原料の枯渇や生産や消費が与える環境への負荷の問題は大きな問題だ。このことは、代替的な技術開発の必要とともに、ゆっくりめにものを作って消費した方がよいことを示す。
人はどうか。すくなくとも世界的には人は十分にたくさんいる。それはいわゆる途上国の、とても高い割合の失業率が示している。日本にしても、失業統計には現れない、けれど働くことができ、その気のある多くの人たちがいる。
とすれば、資源や環境のことを考えながら、適当に働き、必要なものを作って消費していければそれで、すくなくともしばらくは、うまくやっていけるだろう。
にもかかわらず不安定で不透明なことになっているのだとすれば、それは、経済・社会の仕組みの方に問題があるということだ。
むろん、投資・金融が自由にできることの利点はある。その利点を強調し、自由化された市場に委ねていってもうまく行くはずだというのがこの間ずっと言われ、そしてなされてきたことなのだが、結局うまくはいかず、様々な対応をせざるをえないことになった。
ただ、うまくいくはずだと宣伝されていたものがうまくいかず、政府の介入がなされざるをえないということ自体が、不安を増長させている。また、いつものように行なわれるちょっとした減税による景気の維持・浮揚といったもくろみも、たぶんたいして効かないのだろうと思われてしまう。
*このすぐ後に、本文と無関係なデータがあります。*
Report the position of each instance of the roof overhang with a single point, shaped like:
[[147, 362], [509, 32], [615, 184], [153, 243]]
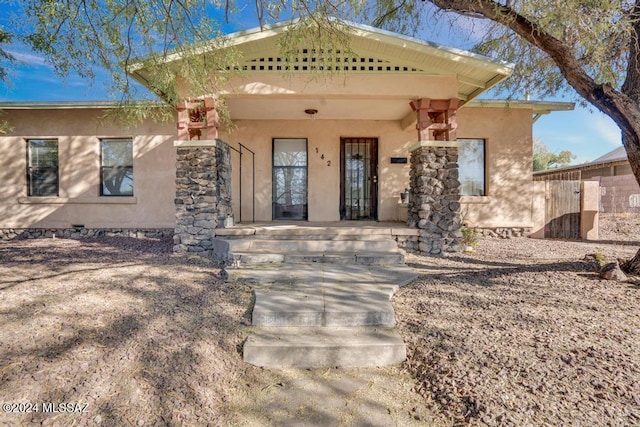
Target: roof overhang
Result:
[[391, 53], [539, 108]]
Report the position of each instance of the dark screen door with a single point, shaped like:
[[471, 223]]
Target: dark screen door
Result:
[[359, 178]]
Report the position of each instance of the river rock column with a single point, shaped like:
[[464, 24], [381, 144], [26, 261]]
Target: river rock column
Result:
[[203, 194], [434, 200]]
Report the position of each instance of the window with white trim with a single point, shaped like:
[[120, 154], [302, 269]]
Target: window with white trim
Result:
[[116, 167], [471, 166], [42, 167]]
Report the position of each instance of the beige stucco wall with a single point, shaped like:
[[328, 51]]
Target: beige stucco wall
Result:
[[508, 159], [323, 180], [79, 202], [508, 151], [508, 164]]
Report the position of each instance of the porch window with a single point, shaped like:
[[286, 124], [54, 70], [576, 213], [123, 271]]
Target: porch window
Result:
[[116, 167], [42, 168], [290, 178], [471, 165]]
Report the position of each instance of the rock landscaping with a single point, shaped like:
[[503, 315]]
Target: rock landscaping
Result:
[[517, 332]]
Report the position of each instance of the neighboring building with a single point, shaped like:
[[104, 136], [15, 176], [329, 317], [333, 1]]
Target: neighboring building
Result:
[[317, 150], [619, 188]]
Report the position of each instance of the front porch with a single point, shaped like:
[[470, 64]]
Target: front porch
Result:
[[295, 242]]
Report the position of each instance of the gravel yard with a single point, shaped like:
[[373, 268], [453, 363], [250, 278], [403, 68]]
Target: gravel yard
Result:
[[523, 332], [520, 332]]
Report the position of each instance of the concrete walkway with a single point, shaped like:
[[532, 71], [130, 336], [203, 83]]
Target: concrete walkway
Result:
[[324, 315]]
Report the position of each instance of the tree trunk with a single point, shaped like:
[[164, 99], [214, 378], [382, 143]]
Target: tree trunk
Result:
[[623, 106]]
金融のこと投資のこと、とくに国境を超えてのそれをどうしたらよいのか。それはその筋の方々によくよく考えて、言ってもらいたいものだと思う。私は不勉強でよくわからない。ただ、きちんとした専門家であれば、そんな素人にもわかる説明、可能な代替案を示すことができるはずだと思う。
そして、まかせるところはまかせた上で、こちらとしては、ごくごく基本的なことを考えていくことにしよう。そしてそれは前回に記した高齢者や「終末期医療」を巡る困難・不安を減へらすことにもなるはずだと私は思う。具体的には税の仕組みについて、考えなおすのがよいと思っている。次回はそのことを書くことにする。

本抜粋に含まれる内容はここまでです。